Abstract
The aim of this study was to examine the effect of having a basic electronic health record (EHR) on nurse-assessed quality of care, including patient safety. Few large-scale studies have examined how adoption of EHRs may be associated with quality of care. A cross-sectional, secondary analysis of nurse and hospital survey data was conducted. The final sample included 16,352 nurses working in 316 hospitals in 4 states. Logistic regression models were used to evaluate the relationship between basic EHR adoption and nurse-assessed quality of care outcomes. Nurses working in hospitals with basic EHRs consistently reported that poor patient safety and other quality outcomes occurred less frequently than reported by nurses working in hospitals without an EHR. Our findings suggest that the implementation of a basic EHR may result in improved and more efficient nursing care, better care coordination, and patient safety.
The widespread adoption and “meaningful use” of electronic health records (EHRs) is a national priority. The potential for information systems to assist in addressing the overuse, underuse, and misuse of healthcare services has been long identified by the Institute of Medicine.1,2 Recent estimates report that only 12% of United States (US) hospitals have a basic EHR system in place, whereas fewer (2%) have a comprehensive EHR including decision support elements3—the most effective way to meet the most recent meaningful use criteria.4 Few large-scale studies have examined how adoption of EHRs may be associated with quality of care. Less is known about how nurses—arguably the primary end users of technology systems—perceive quality of care and patient safety in hospitals with implemented EHRs.

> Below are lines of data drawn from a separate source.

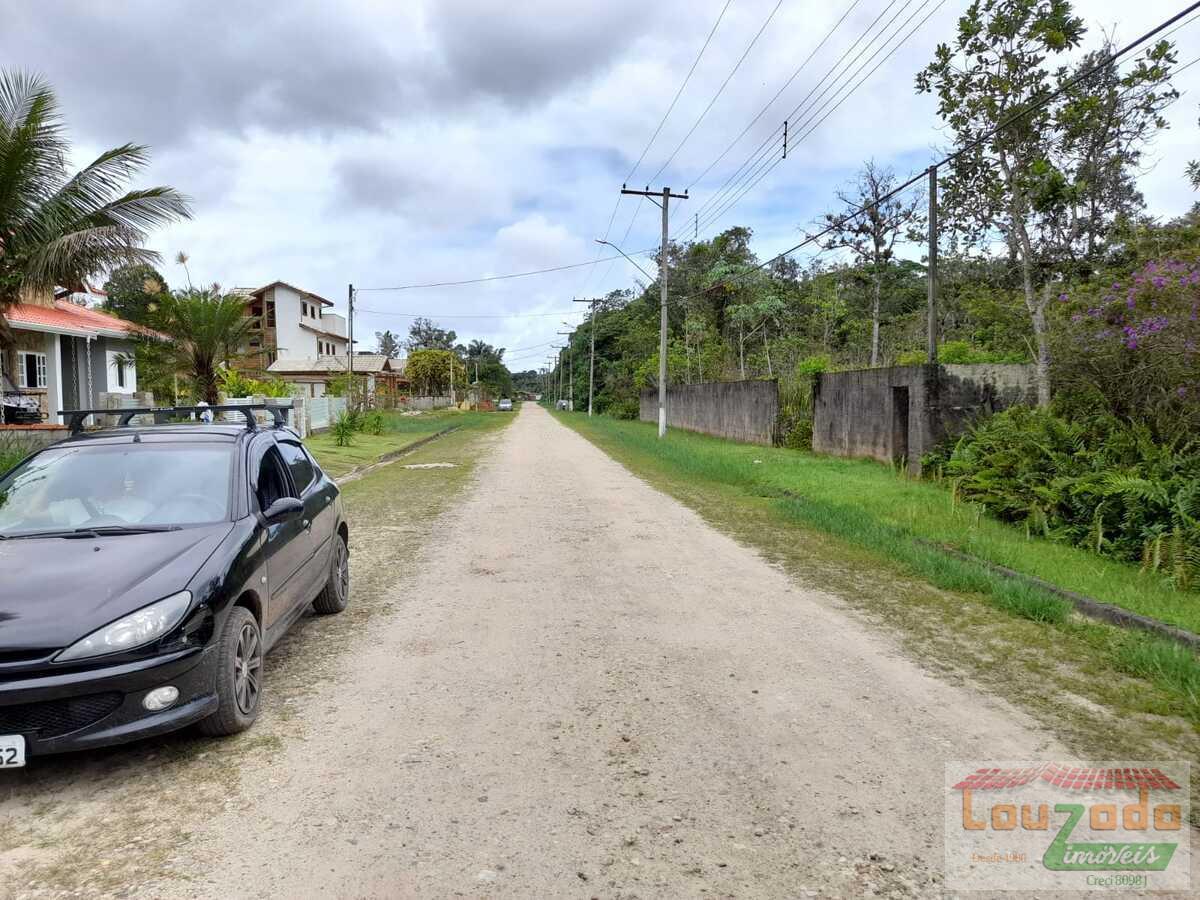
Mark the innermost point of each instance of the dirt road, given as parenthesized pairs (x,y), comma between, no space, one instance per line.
(587,691)
(576,688)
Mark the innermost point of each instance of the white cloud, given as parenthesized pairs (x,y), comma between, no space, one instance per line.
(444,139)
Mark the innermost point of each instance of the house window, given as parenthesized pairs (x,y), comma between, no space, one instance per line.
(30,370)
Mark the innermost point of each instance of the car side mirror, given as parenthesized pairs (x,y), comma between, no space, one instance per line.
(282,510)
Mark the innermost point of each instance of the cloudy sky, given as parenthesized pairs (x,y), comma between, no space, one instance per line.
(389,144)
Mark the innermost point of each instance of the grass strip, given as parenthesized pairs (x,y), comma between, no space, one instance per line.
(400,432)
(803,493)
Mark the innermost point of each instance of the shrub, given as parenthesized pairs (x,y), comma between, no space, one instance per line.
(1132,349)
(951,353)
(373,423)
(793,427)
(1098,483)
(343,429)
(625,408)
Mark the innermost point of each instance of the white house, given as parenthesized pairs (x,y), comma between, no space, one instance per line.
(64,354)
(291,323)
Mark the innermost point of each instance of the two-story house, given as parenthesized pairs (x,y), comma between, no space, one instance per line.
(291,323)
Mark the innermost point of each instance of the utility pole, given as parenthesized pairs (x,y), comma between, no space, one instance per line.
(349,347)
(663,291)
(592,363)
(570,369)
(933,265)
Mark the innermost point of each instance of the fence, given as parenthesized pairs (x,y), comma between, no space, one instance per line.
(739,411)
(900,413)
(425,402)
(323,412)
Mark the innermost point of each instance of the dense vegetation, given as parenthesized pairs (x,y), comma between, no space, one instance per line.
(1048,256)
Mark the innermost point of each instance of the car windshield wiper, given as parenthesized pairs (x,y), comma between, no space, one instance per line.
(95,532)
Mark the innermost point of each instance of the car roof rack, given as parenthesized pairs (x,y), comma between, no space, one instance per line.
(279,413)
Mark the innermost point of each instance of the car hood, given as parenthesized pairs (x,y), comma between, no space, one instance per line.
(54,591)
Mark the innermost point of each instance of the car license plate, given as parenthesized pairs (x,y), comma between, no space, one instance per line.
(12,751)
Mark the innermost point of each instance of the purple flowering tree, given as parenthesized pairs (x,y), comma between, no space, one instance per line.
(1133,347)
(1048,184)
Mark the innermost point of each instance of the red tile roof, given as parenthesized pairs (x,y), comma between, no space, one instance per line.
(70,318)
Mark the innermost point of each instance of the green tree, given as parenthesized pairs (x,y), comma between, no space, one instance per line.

The evidence regarding the impact of EHRs on quality of patient care is undeniably mixed despite estimates that these technologies could save the US healthcare system more than 81 billion dollars a year.5 Strong evidence highlights the potential of computerized provider order entry (CPOE)—a component of a basic EHR—in reducing the incidence of medication errors.6 A study of over 3,000 hospitals by McCullough and colleagues7 found that a hospital’s use of an EHR, including CPOE, contributed to significantly better performance on some, but not all, of Medicare and Medicaid Services’ Hospital Compare process-quality measures. In studies of hospitals within single US states, certain elements of EHR systems have been associated with improved quality outcomes, including lower mortality and complication rates.8–10 An increasing body of evidence highlights the unintended and unanticipated consequences on quality of care after EHR introduction,11–13 including increased nursing staffing levels.14 Some studies have noted increased mortality,15 complications,14 and medication errors16 after EHR implementation, whereas others have shown outcomes to be equivocal.17,18
A current systematic literature review on the impact of EHR systems on nursing care is generally positive.19 Overall EHRs are associated with reductions in medication administration errors and time spent on documentation, as well as improved quality of nursing documentation. Nurse communication and workflow seem to be positively influenced by technology as studies have identified nurse satisfaction with improved integration of technology systems into workflow processes, such as documentation, medication, and patient discharges and transfers.20,21 We found only 1 study that examined nurses’ assessments of quality in hospitals that had adopted EHRs. DesRoches and colleagues22 conducted a national survey of more than 3,400 nurses in 2006 (approximately 1,000 of the respondents worked in hospitals) and found that nurses who worked in hospitals with at least a minimally functioning EHR were more likely than other nurses to report nursing excellence and quality improvement efforts in their workplace. Our study expands upon these findings and addresses more specific quality of care outcomes, including patient safety, from the perspective of more than 16,000 hospital staff nurses working in 4 large states in the US. The purpose of this study was to determine whether having a basic EHR was associated with patient safety and quality outcomes as assessed by nurses—the frontline providers of care.
Methods
Data Sources
This study was a cross-sectional, secondary analysis of 3 data sources: (1) the 2006 to 2007 multi-state nursing care and patient safety (MSNCPS) survey of nurses collected in 4 large states in the US,23 (2) the 2008 American Hospital Association (AHA) EHR Adoption database,24 and (3) 2007 AHA Annual Survey data.25 The study was deemed exempt from review by the institutional review board of the University of Pennsylvania.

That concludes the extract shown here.